É claro que essa compreensão referente a tais fatos e profecias providenciais, e por isso fundamentais, além de ser indireta (pois depende de uma compreensão, ainda que parcial, da Trindade), é genérica demais, pois se de um lado se entende que tais fatos e profecias mostram a relação íntima entre Deus e os homens por meio de Jesus Cristo com a finalidade de recolocá-los na felicidade eterna, de outro permanece obscuro, por exemplo, o motivo pelo qual haverá o Juízo Final, já que os pecados foram absolvidos com a morte e ressurreição do Filho de Deus. Na verdade, ali o objetivo de Agostinho não é propor uma compreensão completa daqueles fatos e profecias, mas fornecer um exemplo para demonstrar, mais uma vez, que é possível compreender as crenças da religião progressivamente, inclusive algumas crenças que poderiam ser recusadas por serem relativas ao passado, como o fato do nascimento de Jesus Cristo, ou referentes ao futuro, como a profecia do dia do Juízo Final, ou concernentes à vida eterna, como a profecia da ressurreição dos corpos. Mesmo assim, é inevitável a seguinte suspeita: porventura os eventos históricos e profecias acima citados resumiriam toda a história e a profecia da divina providência, como se fossem o núcleo da fundamentação geral da religião, embora o autor não diga isso explicitamente? Não.
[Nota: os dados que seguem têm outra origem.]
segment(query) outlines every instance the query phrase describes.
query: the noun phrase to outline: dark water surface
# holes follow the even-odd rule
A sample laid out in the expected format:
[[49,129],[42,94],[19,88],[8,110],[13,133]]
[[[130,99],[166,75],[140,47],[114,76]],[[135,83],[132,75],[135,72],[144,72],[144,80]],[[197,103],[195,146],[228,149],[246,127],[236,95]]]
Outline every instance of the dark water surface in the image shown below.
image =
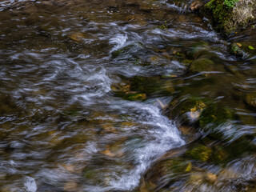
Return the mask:
[[2,1],[0,191],[256,191],[256,27],[190,3]]

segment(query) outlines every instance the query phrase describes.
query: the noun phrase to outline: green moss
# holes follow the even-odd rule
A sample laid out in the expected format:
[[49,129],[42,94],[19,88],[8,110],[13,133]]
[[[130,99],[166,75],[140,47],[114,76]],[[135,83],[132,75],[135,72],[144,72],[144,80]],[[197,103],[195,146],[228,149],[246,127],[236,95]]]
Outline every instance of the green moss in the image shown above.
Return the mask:
[[136,100],[144,100],[146,98],[146,94],[126,94],[124,98],[130,100],[130,101],[136,101]]
[[194,159],[206,162],[212,154],[212,150],[203,145],[199,145],[186,152],[186,154]]
[[213,15],[216,28],[228,35],[235,30],[232,21],[232,8],[238,0],[211,0],[205,8],[210,10]]
[[214,66],[214,62],[209,58],[199,58],[194,61],[190,70],[193,72],[207,71]]
[[234,113],[230,108],[210,106],[202,111],[199,125],[203,130],[214,130],[228,120],[233,119],[234,116]]
[[178,118],[185,124],[192,124],[198,120],[202,111],[206,106],[205,99],[198,98],[189,98],[179,101],[177,105],[174,101],[171,105],[175,106],[171,111],[174,115],[173,118]]

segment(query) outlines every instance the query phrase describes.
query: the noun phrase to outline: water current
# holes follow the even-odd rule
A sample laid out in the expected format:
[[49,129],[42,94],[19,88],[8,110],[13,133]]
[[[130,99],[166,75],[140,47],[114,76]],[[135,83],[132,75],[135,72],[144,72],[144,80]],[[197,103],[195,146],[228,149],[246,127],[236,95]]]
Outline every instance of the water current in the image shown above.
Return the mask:
[[190,3],[2,1],[0,190],[254,191],[256,28]]

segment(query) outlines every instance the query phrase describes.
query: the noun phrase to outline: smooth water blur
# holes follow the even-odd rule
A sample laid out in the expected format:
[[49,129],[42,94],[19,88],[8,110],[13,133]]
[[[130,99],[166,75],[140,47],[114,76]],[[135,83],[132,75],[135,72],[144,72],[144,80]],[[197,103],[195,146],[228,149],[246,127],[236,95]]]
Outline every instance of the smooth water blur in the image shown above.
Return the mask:
[[[255,29],[224,42],[189,4],[0,2],[0,190],[253,189],[256,54],[228,44]],[[170,106],[190,98],[234,111],[222,138],[180,125]]]

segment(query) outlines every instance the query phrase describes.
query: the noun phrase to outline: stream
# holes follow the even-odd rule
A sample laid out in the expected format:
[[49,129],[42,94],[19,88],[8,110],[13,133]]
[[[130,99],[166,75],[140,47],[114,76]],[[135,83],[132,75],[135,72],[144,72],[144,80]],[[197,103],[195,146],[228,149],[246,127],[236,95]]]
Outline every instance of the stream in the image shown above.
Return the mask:
[[256,27],[191,2],[2,1],[0,191],[255,191]]

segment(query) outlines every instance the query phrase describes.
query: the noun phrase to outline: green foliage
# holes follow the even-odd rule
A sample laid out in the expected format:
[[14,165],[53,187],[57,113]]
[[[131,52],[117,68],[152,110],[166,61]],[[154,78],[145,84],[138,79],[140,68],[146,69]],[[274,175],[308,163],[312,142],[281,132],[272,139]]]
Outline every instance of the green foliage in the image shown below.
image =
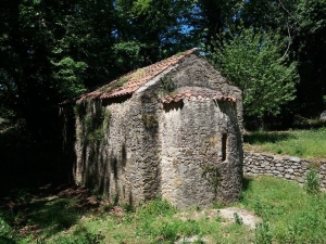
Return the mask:
[[254,230],[255,244],[272,244],[272,234],[269,231],[269,223],[262,222],[255,226]]
[[277,115],[281,105],[294,99],[296,63],[288,64],[281,56],[279,34],[241,29],[214,47],[218,51],[212,52],[210,59],[242,90],[244,115]]
[[326,129],[253,131],[244,134],[244,149],[259,152],[300,156],[326,157]]
[[53,79],[60,86],[62,98],[73,98],[85,92],[82,74],[87,68],[85,62],[75,62],[72,57],[63,57],[59,62],[51,62],[55,66]]
[[311,168],[304,180],[304,190],[308,194],[315,195],[319,192],[319,177],[318,171],[315,168]]
[[256,243],[271,243],[271,239],[272,243],[323,243],[325,197],[324,193],[310,195],[294,182],[258,177],[249,182],[242,204],[268,222],[268,228],[258,230]]
[[163,95],[172,94],[173,92],[175,92],[177,87],[170,76],[164,76],[163,78],[161,78],[161,82]]
[[243,224],[243,219],[241,218],[241,216],[238,215],[238,213],[234,213],[234,218],[235,218],[235,223],[238,226],[242,226]]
Ainda que certamente pressuponham os livros e sinais cristãos que atestam a divindade de Jesus, ali não é mencionado o fato de que a expansão mundial da Igreja católica consolida a mediação divina e universal de Jesus Cristo, nem são listados os fatos e profecias que devem caracterizar devidamente a religião católica como trinitária, como aqueles relacionados ao 88

uera rel., viii, 14. “Non enim iam illa hominis sacrosancta susceptio, et Virginis partus, et mors Filii Dei pro nobis, et resurrectio a mortuis, et in caelum ascensio, et consessus ad dexteram Patris, et peccatorum abolitio, et iudicii dies, et corporum resuscitatio, cognita aeternitate Trinitatis et mutabilitate creaturae, creduntur tantum, et non etiam iudicantur ad summi Dei misericordiam, quam generi humano exhibet, pertinere.” (SANT'AGOSTINO, c1995, p. 38).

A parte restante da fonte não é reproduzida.